Heinz Küff­hausen über Ottmar Hitz­feld:
Ich hab den Hitz­feld ma rich­tich watt kommen lassen. Hitz­feld war noch Spieler, datt war Stutt­gart gegen Dort­mund. Da hat­tern dickes Foul gemacht, ich hatte son Rochus auf den. Auffem Gang zur Kabine bin ich rüber und hab ihm n paar Takte gesacht. Da wurd er ösig und frech, hat er n Gelben hoch­ge­holt und mir inne Fresse gerotzt. Ich über die Bar­riere und hab ihm voll eine geta­felt. Er sachte: Ich zeig dich an. Ich sach: Hier iss mein Name, Heinz Küff­hausen, kanns mich anzeigen. 30 Jahre später steht mein Ottmar im West­fa­len­sta­dion nach der Meis­ter­schaft und die Spieler und er am Zapfen für die ganzen Fans. Ich mich durch­ge­drän­gelt mitte Elle­bogen nach vorn und ich sach: Na, Ottmar?! “ Er guckt. Nee, ne?! Ker, Heinz, wie geht’s dir denn? Wie viel willse?“ Da hatter gezapft wien Welt­meister. Da sindse alle ausse Socken gesprungen.

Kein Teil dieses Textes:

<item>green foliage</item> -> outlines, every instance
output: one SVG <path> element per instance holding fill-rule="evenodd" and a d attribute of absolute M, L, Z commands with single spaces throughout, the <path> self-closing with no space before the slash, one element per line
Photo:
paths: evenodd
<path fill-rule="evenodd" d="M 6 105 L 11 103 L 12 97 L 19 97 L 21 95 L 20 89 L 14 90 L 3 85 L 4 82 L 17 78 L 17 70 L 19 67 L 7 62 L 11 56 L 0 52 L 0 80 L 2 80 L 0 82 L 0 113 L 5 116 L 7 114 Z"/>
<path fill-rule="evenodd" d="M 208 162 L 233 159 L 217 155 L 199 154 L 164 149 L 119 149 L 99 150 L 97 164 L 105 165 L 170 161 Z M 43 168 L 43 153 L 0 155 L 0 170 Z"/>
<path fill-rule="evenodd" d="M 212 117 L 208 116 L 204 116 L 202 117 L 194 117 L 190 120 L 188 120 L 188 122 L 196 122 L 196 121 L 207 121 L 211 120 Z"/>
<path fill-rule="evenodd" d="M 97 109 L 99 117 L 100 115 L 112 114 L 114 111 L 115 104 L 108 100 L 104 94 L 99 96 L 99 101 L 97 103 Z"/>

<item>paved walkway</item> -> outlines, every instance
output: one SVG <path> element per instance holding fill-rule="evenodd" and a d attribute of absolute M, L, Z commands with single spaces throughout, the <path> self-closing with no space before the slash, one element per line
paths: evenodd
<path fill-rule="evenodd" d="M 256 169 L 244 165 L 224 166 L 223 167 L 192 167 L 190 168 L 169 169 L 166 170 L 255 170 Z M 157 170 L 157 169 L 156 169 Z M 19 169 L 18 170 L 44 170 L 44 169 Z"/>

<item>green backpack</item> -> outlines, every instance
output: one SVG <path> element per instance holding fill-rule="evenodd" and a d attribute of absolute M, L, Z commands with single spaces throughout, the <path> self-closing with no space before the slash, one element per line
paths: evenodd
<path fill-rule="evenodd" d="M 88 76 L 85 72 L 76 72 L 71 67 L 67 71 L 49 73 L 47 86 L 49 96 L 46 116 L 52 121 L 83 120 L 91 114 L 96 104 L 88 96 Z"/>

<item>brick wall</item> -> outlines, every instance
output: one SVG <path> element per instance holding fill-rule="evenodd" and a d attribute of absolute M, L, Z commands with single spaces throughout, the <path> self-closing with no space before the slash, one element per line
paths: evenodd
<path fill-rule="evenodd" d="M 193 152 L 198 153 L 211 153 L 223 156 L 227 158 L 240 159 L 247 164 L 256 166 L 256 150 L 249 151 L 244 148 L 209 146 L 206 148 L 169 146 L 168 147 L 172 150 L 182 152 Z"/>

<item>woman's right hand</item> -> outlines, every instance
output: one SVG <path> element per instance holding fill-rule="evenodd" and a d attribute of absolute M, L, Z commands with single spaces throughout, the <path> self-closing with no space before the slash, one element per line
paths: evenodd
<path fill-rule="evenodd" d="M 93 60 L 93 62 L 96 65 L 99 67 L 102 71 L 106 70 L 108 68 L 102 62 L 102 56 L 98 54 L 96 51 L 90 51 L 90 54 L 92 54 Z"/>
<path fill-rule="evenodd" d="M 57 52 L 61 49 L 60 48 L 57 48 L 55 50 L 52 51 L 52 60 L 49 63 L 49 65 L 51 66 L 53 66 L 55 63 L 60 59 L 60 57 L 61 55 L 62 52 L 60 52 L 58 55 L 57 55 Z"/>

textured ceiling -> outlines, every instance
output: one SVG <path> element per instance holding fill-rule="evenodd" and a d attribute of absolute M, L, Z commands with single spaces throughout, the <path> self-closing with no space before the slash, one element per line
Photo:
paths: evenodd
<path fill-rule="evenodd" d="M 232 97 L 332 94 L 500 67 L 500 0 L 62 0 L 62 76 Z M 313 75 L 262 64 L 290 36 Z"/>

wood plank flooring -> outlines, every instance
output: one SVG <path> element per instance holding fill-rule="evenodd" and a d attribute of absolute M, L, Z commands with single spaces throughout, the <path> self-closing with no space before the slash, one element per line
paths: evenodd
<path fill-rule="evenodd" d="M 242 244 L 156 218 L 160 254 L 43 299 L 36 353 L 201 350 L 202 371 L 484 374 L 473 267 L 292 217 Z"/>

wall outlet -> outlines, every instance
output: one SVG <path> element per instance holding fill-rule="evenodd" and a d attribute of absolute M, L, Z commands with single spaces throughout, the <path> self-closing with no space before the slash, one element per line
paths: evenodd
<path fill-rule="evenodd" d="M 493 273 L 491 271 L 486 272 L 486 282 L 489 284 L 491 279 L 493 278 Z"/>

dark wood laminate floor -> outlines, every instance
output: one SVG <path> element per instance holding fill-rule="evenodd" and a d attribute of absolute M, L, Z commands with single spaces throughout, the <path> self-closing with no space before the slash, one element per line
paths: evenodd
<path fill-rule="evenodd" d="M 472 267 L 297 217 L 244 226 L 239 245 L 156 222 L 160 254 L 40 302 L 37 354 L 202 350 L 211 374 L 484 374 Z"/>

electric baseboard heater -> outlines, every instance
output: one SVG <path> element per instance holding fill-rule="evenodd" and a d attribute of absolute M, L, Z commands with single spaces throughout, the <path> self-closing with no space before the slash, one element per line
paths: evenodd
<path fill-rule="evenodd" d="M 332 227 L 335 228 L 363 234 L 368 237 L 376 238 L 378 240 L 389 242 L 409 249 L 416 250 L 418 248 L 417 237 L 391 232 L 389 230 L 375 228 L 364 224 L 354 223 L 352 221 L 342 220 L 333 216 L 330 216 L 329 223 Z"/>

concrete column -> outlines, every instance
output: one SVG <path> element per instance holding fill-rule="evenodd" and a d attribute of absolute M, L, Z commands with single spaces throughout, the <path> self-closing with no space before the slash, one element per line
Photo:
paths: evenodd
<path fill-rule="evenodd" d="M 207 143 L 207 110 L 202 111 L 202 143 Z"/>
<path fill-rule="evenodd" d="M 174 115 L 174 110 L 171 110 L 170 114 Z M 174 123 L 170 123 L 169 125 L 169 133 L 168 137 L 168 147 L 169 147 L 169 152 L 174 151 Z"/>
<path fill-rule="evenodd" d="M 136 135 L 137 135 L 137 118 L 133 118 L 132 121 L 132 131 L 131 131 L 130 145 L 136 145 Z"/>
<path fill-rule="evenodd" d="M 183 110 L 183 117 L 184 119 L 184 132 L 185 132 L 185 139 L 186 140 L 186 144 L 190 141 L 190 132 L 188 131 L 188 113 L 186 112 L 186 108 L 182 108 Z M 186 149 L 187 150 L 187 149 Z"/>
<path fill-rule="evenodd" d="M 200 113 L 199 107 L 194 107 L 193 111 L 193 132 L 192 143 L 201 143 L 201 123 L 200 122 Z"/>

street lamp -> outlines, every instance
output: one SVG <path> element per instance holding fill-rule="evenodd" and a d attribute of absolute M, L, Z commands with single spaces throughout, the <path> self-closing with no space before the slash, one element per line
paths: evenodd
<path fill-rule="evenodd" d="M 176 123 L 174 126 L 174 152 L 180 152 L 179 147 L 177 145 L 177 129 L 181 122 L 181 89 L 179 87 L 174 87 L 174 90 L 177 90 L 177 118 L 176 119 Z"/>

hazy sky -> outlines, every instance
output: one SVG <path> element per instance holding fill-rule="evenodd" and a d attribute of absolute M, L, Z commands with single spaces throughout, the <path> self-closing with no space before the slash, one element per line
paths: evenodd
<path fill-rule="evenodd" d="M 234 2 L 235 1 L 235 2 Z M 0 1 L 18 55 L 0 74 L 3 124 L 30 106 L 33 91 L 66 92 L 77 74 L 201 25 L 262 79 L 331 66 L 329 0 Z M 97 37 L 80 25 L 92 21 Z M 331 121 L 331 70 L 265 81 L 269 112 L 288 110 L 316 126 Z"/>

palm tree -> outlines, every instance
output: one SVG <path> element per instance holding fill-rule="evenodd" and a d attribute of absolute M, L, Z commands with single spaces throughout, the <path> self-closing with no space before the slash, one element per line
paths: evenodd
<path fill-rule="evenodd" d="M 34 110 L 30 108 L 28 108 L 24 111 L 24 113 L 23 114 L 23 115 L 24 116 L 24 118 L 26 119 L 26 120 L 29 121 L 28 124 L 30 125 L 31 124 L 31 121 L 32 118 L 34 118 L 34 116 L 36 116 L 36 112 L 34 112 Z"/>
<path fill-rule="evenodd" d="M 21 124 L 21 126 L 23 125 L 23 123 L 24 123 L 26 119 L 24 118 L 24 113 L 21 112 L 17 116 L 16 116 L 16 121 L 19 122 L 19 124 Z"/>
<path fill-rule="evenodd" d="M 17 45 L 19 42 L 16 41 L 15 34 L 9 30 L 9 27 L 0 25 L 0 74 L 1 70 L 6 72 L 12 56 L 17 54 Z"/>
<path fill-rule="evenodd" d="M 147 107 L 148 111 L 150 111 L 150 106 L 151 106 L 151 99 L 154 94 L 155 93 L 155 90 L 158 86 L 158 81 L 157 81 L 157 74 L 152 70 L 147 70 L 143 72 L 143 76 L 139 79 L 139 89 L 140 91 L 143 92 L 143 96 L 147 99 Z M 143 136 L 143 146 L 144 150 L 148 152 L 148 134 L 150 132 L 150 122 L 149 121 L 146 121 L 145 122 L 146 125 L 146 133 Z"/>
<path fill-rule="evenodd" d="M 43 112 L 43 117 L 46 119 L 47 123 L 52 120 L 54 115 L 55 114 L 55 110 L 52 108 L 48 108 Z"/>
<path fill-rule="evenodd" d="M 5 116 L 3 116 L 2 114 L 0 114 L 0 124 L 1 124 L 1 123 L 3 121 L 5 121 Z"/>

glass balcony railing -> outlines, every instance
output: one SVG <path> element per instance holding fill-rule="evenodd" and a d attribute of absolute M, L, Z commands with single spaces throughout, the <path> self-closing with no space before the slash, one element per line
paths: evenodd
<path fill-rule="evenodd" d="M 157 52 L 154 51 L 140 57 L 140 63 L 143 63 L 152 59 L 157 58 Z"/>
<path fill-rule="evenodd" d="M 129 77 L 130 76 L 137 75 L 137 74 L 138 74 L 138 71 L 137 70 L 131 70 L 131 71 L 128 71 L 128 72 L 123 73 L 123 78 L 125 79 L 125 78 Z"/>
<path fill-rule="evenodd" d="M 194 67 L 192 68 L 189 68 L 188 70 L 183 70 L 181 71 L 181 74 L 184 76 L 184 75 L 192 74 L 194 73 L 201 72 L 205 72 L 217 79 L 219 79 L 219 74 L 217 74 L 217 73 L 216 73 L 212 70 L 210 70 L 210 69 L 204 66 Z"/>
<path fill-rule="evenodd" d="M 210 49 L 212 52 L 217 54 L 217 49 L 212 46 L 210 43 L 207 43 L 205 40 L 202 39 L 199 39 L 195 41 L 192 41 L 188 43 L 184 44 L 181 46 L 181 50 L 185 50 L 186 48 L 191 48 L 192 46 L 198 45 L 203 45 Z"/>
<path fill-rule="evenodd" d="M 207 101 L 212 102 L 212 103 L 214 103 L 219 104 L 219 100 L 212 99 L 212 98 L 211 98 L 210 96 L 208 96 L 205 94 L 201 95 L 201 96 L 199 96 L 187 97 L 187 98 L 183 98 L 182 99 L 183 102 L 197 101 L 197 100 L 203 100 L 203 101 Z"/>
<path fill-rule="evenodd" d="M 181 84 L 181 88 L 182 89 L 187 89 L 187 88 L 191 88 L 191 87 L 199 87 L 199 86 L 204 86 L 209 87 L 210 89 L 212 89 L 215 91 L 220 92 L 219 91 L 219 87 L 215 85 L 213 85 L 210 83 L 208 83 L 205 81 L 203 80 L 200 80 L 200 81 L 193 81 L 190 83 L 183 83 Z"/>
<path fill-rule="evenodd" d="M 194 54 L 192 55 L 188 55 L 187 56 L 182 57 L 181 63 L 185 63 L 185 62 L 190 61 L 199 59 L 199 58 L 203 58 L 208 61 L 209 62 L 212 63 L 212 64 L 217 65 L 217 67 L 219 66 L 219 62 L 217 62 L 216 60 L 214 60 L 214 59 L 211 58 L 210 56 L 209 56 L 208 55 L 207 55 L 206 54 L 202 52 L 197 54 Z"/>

Eigent­lich müsste man die beiden Sonntag für Sonntag als Experten in den Dop­pel­pass“ auf Sport1 ein­laden, um die Quote der Sen­dung in die Höhe schnellen zu lassen. Doch Bock und Küff­hausen setzen sich nicht mehr an einen Tisch. Sie haben sich zer­stritten. Nicht eine ein­fache Mei­nungs­ver­schie­den­heit, son­dern eine hef­tige Aus­ein­an­der­set­zung bis vor Gericht hat die beiden end­gültig aus­ein­an­der­di­vi­diert.